“We’re not talking about concussions,” Tom Hoey, the company’s chief executive, said in an interview. “We are talking about the repetitive hits,” he said, adding, “the Q-Collar reduces the injury and changes to the brain caused by subconcussive impacts.”
Q30 Innovations, based in Westport, Conn., had a significant triumph last year when the F.D.A. approved the Q-Collar for sale as a medical device in the United States.
The agency declared that company-funded studies had shown it might limit damage to brain tissue. In November, the International Bobsleigh and Skeleton Federation approved the Q-Collar for use in competition. Meghan Klingenberg, who plays for the Portland Thorns of the National Women’s Soccer League, wears it. So do football players at over a dozen college teams including Auburn and Alabama and 12 to 15 N.F.L. teams. Several high school teams have adopted the collar, too.
The device, a lightweight, cushioned collar that slips around the lower neck, is snug enough to constrict the slightest bit of blood flow but not too tight to cause discomfort.

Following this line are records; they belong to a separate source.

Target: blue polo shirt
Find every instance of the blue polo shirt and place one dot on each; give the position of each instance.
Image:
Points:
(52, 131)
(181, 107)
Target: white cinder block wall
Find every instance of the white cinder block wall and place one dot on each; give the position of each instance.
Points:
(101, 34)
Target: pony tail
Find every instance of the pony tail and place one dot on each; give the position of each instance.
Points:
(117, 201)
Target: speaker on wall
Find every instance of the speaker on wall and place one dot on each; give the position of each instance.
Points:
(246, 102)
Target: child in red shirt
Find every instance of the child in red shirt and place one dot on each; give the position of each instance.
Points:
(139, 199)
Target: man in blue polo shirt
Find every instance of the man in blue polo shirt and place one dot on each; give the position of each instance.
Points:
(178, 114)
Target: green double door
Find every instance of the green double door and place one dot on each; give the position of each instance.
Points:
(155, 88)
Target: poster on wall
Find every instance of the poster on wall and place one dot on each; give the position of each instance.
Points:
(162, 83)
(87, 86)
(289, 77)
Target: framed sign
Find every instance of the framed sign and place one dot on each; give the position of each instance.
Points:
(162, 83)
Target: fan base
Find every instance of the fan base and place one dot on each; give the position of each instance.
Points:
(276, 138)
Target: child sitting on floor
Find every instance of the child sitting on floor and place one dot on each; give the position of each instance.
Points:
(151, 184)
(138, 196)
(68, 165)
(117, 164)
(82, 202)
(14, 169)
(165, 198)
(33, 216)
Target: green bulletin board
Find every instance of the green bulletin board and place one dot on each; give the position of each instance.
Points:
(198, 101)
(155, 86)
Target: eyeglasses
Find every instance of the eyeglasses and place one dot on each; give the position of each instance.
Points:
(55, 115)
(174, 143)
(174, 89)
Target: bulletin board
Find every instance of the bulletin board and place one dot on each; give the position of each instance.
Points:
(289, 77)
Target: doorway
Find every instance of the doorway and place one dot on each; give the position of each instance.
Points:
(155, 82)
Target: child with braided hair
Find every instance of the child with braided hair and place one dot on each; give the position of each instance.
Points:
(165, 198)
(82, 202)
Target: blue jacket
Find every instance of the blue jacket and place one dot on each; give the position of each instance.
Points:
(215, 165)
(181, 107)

Drue Tranquill, a linebacker for the Los Angeles Chargers, started wearing the Q-Collar this season. A hard hit on a punt play last year landed him in the NF.L.’s concussion observation program.
“I wanted to protect myself,” Tranquill said in a recent interview. In early October, though, the F.D.A. posted a summary of its decision that was far more measured than the February 2021 approval announcement. The summary, which the agency published to document its science, included a series of buyer beware caveats about the key study that led to its approval.